MODEL OF THE FIELD LINE RANDOM WALK EVOLUTION AND APPROACH TO ASYMPTOTIC DIFFUSION IN MAGNETIC TURBULENCE

Abstract

The turbulent random walk of magnetic field lines plays an important role in the transport of plasmas and energetic particles in a wide variety of astrophysical situations, but most theoretical work has concentrated on determination of the asymptotic field line diffusion coefficient. Here we consider the evolution with distance of the field line random walk using a general ordinary differential equation (ODE), which for most cases of interest in astrophysics describes a transition from free streaming to asymptotic diffusion. By challenging theories of asymptotic diffusion to also describe the evolution, one gains insight on how accurately they describe the random walk process. Previous theoretical work has effectively involved closure of the ODE, often by assuming Corrsin's hypothesis and a Gaussian displacement distribution. Approaches that use quasilinear theory and prescribe the mean squared displacement Δx 2 according to free streaming (random ballistic decorrelation, RBD) or asymptotic diffusion (diffusive decorrelation, DD) can match computer simulation results, but only over specific parameter ranges, with no obvious marker of the range of validity.
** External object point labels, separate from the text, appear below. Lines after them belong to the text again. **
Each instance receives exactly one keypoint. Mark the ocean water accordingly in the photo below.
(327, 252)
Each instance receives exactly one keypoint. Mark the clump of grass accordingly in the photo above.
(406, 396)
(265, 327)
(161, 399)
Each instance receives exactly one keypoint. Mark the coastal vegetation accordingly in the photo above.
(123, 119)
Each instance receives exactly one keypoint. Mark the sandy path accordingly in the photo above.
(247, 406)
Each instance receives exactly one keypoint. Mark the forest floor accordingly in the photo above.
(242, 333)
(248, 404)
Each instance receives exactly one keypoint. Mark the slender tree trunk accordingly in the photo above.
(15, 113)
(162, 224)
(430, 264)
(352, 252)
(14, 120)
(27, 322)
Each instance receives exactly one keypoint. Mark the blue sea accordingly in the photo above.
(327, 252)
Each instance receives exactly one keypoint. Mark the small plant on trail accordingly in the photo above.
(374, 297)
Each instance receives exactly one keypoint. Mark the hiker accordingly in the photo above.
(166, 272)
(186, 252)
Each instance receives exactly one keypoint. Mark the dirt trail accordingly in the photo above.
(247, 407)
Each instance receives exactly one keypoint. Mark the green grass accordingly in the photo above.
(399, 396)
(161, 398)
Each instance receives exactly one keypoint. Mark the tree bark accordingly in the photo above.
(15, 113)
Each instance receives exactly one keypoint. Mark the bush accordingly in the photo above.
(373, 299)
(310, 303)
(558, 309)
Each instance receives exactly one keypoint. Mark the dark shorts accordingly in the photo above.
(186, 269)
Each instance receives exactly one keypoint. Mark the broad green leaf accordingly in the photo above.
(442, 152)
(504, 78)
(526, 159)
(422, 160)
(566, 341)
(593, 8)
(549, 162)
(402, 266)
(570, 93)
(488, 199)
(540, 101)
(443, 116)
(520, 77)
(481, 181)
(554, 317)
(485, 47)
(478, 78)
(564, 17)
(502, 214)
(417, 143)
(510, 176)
Here we make use of a unified description in which the ODE determines Δx 2 self-consistently, providing a natural transition between the assumptions of RBD and DD. We find that the minimum kurtosis of the displacement distribution provides a good indicator of whether the self-consistent ODE is applicable, i.e., inaccuracy of the self-consistent ODE is associated with non-Gaussian displacement distributions.